Finalement, l’équipe de chercheurs a découvert que la réaction fonctionne de façon totalement différente. Les chercheurs ont démontré que les archées peuvent accomplir l’AOM seules, sans l’aide de leurs partenaires bactéries. Les archées ne disposent pas de « la boîte à enzymes » observée habituellement chez les autres organismes à respiration au sulfate, mais dépendent d’une voie différente et encore inconnue. Lors de la réaction, le sulfate est réduit, cependant non pas jusqu’au sulfure d’hydrogène tel qu’on le pensait jusqu’alors, mais jusqu’au soufre non-valent seulement. L’équipe a pu grâce à l’aide de la microspectroscopie de Raman et de la technique de la chromatographie dépister la présence de soufre directement dans les archées, à taux bien plus élevés que chez les bactéries et donc permettre une contribution essentielle à l’identification du produit intermédiaire cherché depuis longtemps.

Les bactéries, a contrario, ne procèdent pas à la réduction de sulfate qui était pourtant présumée. Mais alors quel est donc le rôle des bactéries puisque les archées s’occupent non seulement de l’oxydation du méthane mais aussi de la respiration au sulfate ? Et bien les bactéries réductrices de sulfate absorbent le soufre non-valent qu’elles obtiennent des archées et utilisent alors une astuce microbiologique : elles oxydent une partie du soufre et en réduisent l’autre partie ce qui leur permet de gagner en énergie et donc de grandir et de se multiplier. Le disulfure produit par l’AOM est donc utilisé par les bactéries de part la précédente réaction nommée dismutation. Cette réaction engendre la formation d’un composé sulfure (sulfure d’hydrogène) (qui a été réduit) et d’un sulfate (qui a été oxydé). Tout ceci s’apparente à une forme de fermentation, un processus similaire à celui utilisé pour la production d’alcool.

Les sulfates oxydés peuvent de nouveau être absorbés et utilisés par les archées.
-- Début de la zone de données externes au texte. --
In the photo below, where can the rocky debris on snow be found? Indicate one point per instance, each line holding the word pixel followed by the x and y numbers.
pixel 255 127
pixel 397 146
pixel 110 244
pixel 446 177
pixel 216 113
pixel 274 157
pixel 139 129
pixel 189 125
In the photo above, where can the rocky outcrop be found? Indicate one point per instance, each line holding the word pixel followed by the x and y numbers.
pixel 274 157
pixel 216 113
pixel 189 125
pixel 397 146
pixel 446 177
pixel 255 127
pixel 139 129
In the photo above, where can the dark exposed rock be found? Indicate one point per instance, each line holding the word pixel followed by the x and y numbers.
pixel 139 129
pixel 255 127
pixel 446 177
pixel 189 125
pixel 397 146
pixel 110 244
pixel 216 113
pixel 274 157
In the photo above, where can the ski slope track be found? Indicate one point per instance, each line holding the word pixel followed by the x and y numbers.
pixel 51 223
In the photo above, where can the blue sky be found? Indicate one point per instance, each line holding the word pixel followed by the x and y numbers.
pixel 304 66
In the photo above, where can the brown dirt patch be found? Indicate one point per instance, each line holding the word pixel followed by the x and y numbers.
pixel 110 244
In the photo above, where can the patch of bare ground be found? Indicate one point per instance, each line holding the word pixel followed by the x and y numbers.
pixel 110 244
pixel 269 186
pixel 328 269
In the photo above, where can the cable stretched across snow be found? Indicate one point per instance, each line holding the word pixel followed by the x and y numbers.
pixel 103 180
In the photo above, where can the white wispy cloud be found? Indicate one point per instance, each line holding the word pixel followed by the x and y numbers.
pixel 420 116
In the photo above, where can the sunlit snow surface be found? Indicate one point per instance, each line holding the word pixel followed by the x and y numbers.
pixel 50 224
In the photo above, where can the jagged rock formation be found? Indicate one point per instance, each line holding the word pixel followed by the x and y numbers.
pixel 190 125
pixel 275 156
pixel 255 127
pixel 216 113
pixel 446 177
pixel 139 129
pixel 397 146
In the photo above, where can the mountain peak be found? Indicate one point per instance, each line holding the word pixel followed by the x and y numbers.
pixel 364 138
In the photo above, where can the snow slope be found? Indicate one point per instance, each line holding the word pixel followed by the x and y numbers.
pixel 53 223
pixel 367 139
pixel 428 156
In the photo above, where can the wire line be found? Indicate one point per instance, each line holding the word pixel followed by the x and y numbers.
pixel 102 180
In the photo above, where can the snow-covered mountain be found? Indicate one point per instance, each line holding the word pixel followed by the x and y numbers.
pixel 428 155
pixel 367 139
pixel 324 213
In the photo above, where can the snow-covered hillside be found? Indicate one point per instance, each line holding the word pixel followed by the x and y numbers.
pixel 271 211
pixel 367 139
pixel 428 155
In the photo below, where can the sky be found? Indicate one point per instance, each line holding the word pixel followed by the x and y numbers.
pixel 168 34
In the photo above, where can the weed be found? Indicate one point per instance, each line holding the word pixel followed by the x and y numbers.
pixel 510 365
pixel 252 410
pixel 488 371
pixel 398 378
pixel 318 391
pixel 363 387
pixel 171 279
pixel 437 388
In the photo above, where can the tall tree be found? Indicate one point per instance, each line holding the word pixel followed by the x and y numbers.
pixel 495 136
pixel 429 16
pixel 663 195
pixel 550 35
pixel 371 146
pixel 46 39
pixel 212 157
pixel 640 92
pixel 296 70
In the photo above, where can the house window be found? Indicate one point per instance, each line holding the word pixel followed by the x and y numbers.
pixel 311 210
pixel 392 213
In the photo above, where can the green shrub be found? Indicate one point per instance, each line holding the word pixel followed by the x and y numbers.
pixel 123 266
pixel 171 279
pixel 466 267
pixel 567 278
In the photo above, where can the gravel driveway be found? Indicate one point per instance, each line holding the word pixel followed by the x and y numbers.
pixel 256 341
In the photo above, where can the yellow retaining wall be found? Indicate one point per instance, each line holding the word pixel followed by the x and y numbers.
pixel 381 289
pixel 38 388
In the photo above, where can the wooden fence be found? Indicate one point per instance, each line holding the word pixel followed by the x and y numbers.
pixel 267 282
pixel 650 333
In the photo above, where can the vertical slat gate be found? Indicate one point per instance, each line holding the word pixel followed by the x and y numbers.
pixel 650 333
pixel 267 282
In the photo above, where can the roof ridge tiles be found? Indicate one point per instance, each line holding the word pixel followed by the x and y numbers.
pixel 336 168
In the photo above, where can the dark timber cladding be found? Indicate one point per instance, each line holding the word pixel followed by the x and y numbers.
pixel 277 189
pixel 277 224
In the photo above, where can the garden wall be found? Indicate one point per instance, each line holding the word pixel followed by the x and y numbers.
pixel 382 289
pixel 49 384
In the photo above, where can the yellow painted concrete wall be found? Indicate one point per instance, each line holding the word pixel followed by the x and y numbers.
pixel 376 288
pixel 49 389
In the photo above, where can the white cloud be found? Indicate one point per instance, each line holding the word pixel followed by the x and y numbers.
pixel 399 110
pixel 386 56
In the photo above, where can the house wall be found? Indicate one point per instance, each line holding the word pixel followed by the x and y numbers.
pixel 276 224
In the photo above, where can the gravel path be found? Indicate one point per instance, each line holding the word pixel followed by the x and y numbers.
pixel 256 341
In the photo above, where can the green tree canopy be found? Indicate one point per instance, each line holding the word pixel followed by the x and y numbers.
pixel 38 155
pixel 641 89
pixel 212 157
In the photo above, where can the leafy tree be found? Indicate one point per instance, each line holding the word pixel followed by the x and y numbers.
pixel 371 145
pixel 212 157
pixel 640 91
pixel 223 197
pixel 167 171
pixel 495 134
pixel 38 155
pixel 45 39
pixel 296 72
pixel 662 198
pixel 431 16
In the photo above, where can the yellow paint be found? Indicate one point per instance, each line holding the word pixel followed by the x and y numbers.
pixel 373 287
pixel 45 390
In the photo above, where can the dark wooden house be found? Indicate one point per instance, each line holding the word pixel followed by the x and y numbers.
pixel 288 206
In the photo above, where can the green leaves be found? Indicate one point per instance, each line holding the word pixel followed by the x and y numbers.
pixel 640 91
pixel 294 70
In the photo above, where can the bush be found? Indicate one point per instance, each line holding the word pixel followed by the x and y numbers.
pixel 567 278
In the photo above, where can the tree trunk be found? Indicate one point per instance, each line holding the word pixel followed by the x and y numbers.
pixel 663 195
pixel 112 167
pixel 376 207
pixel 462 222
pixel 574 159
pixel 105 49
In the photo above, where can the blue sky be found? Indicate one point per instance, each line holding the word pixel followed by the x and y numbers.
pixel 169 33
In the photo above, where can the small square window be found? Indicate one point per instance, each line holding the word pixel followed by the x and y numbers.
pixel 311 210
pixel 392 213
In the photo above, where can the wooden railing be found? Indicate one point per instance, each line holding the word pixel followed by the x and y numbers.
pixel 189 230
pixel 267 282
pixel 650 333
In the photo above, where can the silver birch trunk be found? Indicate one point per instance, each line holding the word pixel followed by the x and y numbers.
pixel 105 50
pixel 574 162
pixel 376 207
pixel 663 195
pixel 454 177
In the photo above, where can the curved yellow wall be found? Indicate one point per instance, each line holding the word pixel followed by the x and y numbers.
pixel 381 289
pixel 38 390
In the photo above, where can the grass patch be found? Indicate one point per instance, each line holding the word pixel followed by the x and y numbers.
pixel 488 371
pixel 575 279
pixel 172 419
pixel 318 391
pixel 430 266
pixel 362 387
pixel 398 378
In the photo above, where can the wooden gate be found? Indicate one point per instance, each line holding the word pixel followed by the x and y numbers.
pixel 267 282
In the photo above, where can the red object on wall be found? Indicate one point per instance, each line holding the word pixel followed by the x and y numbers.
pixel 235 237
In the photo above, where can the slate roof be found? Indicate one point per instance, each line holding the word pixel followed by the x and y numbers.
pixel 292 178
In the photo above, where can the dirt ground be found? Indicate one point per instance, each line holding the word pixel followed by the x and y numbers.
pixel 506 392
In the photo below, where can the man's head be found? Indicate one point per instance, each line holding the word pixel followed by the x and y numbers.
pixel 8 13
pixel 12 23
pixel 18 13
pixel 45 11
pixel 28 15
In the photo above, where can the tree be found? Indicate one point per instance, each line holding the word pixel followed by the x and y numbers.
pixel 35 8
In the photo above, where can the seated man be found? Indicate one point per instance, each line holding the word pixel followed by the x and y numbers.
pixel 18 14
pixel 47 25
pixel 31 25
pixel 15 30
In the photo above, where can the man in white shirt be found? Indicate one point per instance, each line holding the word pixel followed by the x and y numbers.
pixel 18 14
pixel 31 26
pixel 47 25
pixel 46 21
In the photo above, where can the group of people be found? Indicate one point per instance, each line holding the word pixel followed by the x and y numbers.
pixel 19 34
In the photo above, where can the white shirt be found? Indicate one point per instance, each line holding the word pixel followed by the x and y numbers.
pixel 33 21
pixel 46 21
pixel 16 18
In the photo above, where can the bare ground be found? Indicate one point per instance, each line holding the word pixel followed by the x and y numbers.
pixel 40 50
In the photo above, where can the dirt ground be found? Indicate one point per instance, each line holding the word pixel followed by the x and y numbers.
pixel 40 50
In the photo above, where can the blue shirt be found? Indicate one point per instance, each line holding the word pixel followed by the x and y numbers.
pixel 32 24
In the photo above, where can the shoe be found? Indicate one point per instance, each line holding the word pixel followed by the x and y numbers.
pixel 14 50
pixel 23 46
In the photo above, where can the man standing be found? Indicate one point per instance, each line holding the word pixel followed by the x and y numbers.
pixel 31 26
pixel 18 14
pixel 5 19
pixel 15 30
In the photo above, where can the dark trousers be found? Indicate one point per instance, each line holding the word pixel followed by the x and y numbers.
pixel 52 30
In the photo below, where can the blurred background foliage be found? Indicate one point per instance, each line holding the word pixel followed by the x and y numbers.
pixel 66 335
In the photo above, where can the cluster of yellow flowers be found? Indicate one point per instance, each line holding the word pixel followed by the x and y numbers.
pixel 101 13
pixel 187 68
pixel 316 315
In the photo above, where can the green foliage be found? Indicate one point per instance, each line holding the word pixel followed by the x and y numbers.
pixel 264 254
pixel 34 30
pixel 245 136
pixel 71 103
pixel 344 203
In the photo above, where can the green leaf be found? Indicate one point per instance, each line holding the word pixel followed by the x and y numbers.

Les bactéries gardent donc une basse concentration en souffre non-valent, ce qui facilite le travail des archées (car la réaction se déroule alors de façon avantageuse en terme d’énergie). En même temps, elles fournissent aux archées du sulfate, dont celles-ci ont besoin pour leur métabolisme. Il s’agit donc d’une situation gagnante pour tous. C’est grâce à l’incubation continue, durant 8 ans, de cultures d’archées et de bactéries provenant du volcan de boue d’Isis, dans la mer Méditerranée, qu’il a été possible de retracer le cycle du souffre complexe impliqué dans l’AOM.

Jusqu’alors, il avait toujours été délicat d’expliquer la présence de soufre élémentaire dans les sédiments anaérobiques. Cette découverte n’élucide pas seulement le mystère de l’oxydation de méthane en milieu marin, elle éclaire aussi d’un jour nouveau les cycles de carbone et de soufre dans les sédiments marins, riches en méthane.